スポクラ代表が五輪予選に出発 五輪選考巡り混乱も楢崎明「今は頑張ろうという気持ち」

五輪予選に出発した楢崎明智
五輪予選に出発した楢崎明智

 スポーツクライミングの楢崎明智(20)や藤井快(26)=ともにTEAM au=ら日本代表が25日、五輪予選(28日開幕、フランス・トゥールーズ)へ出発した。東京五輪出場基準の解釈を巡り、日本協会が国際連盟を提訴中。男子は楢崎智亜(23)=TEAM au=が既に出場を決め、残り1枠を今大会や20年アジア選手権で争うはずだったが、国際連盟の解釈では、8月の世界選手権で日本勢2番手の原田海(20)=日新火災=が代表決定となる。

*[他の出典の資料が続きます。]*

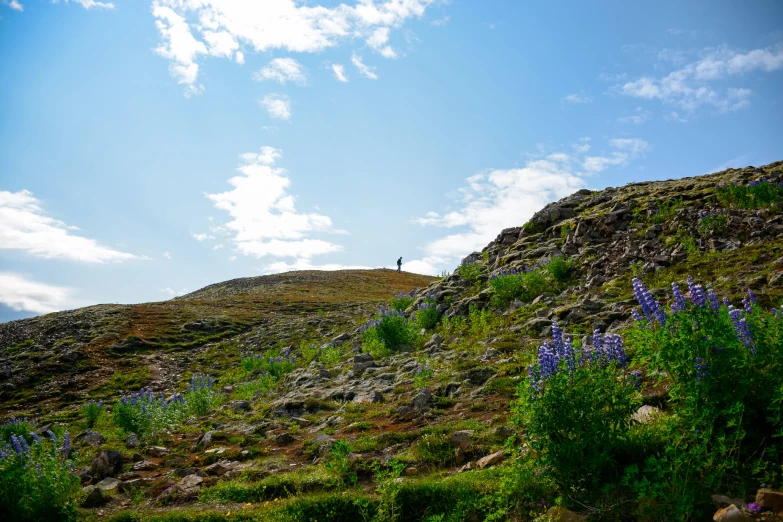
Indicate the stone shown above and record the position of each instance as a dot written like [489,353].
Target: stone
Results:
[561,514]
[190,485]
[157,451]
[106,463]
[93,438]
[284,438]
[490,460]
[95,498]
[645,414]
[731,514]
[770,498]
[421,400]
[240,405]
[461,439]
[144,465]
[132,441]
[108,484]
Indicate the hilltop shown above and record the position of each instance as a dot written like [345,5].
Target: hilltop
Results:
[314,417]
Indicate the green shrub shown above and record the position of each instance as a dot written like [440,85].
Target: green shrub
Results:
[36,482]
[575,410]
[513,284]
[724,369]
[401,302]
[756,194]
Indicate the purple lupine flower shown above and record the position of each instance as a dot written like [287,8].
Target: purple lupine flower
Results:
[713,298]
[16,445]
[679,299]
[66,444]
[701,369]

 五輪切符がないかもしれないという微妙な立場の楢崎明は「(国際連盟の解釈を)聞いた時は『頑張れるかわからないな』と思ったが、今は周りに支えられて頑張ろうという気持ちになっている。2~3日で切り替えられた」と吹っ切れた表情をみせた。智亜との“兄弟五輪”も左右する一連の騒動。しかし、「1番最初に聞いた時は安心してしまった。(原田)海くんもめちゃくちゃ強いので納得してしまった自分がいた」と胸中を告白。「負けを認めてしまったことが、今となっては悔しい。調子はすごくいいので、優勝することが目標」。全力を尽くし、天命を待つ。

 日本山岳・スポーツクライミング協会は1日に会見を開き、国際連盟が10月に提示した新たな解釈の取り消しを求めてスポーツ仲裁裁判所(CAS)に提訴すると発表していた。五輪には1か国から最大で男女2人ずつが出場。日本協会は8月の世界選手権7位以内の日本人最上位を五輪代表とし、男子は楢崎智亜(23)、女子は野口啓代(30)=ともにTEAM au=が決定した。残り1枠は「参加資格」の獲得が必要で世界選手権7位以内、五輪予選(28日開幕・フランス)上位6人、20年アジア選手権最上位が条件。資格獲得者が複数出た場合は、20年5月の複合ジャパンカップで決定するとしていた。

 だが10月に国際連盟から送られてきた書面によると、世界選手権7位以内に日本人が2人いる場合は、その他の大会で日本人選手は「参加資格」を得られないという内容だった。国際連盟の新解釈が適用された場合は、世界選手権で日本勢2番手に入った男子の原田と女子の野中生萌(22)=XFLAG=が五輪代表に決まる。

 代表選考レースは継続する見通しだったが、代表が確定し他選手の五輪出場の機会が断たれる可能性がある。合田雄治郎常務理事は「極めて遺憾。選手の五輪への道が断たれることを見過ごすわけにはいかない」と話していた。